Olynyk was not overly surprised to see the results of the recent study.

“It’s just a question of where they live and how much they were impacted by the last storm,” he said of customers’ lack of readiness for future storms. “And there’s also a feeling of it’s not going to be bad.”

Olynyk, who works out of the BC Hydro office in Nanaimo, said those that live in cities are less likely to be prepared for power outages.

“In the urban areas they don’t expect an outage to last more than 3-5 hours,” Olynyk said, adding those that live in places with nearby grocery stores tend to not keep much extra food on hand at home.

Olynyk also said those that live in rural areas could usually last longer without much hardship during outages as they would tend to have more food on hand as well as generators and or wood stoves which could be used if required.

“What the study told us is when you live in a remote area your ability to withstand a power outage is much longer,” he said.

The study found that about 30 per cent of those that live on Vancouver Island think that it is reasonable to be without power for up to 24 hours following a major storm.

Dianne Ignace, who has lived in Hesquiaht Harbour with her husband Dave for the past 44 years, has seen her share of storms over the years.

“We’re totally prepared here,” she said. “We could survive all winter.”

Ignace said each August or September her family heads to Tofino and buys enough dry goods to sustain them for several months.

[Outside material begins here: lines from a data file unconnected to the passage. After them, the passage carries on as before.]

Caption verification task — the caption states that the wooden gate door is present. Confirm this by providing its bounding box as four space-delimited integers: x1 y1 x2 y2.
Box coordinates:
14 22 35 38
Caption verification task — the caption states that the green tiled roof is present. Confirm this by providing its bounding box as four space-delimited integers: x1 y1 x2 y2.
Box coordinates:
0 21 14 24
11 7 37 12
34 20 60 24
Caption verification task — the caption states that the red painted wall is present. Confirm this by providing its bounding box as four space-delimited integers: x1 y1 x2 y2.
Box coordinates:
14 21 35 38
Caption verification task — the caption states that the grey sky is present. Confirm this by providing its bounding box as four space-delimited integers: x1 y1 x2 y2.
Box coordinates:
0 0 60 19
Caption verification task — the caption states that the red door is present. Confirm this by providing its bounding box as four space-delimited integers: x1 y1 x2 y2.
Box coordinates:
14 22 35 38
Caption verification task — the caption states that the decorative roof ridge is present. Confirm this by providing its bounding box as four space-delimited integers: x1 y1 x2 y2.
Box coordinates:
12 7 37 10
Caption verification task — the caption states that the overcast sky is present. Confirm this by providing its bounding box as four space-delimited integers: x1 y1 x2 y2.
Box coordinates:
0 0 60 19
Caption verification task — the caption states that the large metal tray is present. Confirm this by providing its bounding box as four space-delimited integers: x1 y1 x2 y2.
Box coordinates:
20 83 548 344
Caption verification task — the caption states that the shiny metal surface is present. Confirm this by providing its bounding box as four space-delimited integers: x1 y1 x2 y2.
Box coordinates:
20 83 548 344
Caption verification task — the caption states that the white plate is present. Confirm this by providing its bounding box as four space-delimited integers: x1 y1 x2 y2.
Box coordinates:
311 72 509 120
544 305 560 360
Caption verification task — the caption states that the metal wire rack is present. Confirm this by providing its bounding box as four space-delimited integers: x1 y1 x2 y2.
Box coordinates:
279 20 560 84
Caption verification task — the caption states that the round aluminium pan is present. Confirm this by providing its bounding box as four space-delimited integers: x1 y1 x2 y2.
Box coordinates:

They also have a generator and solar panels on their porch.

The Ignaces often find themselves monitoring upcoming storms. And then they start to make boat travel plans to get needed supplies.

“We need a six-hour window to go to Tofino,” she said. “It takes two hours to get there, two hours to do your shopping and two hours to get back.”

Olynyk said those that live in British Columbia should indeed prepare themselves for future storms as there is evidence they will become more frequent and, in some cases, more severe.

Olynyk added it’s a good idea to have an emergency kit on hand because at some point B.C. will experience a major earthquake.

“It’s not a question of if, but when,” he said.

Olynyk added BC Hydro is has been upgrading its operations, making use of new technologies to better communicate with its crews and its operational centres so they can provide customers with timely information.

“We do what we can,” Olynyk said, adding customers should also take an interest and do their part to be prepared for possible lengthy power outages.

Meanwhile, provincial officials are suggesting that B.C. residents should also prepare themselves for conditions that could develop while driving.

This includes having a road safety kit in the car. Safety kits should include warm clothes, winter footwear, a shovel, a flashlight, a charged cellphone as well as food and water.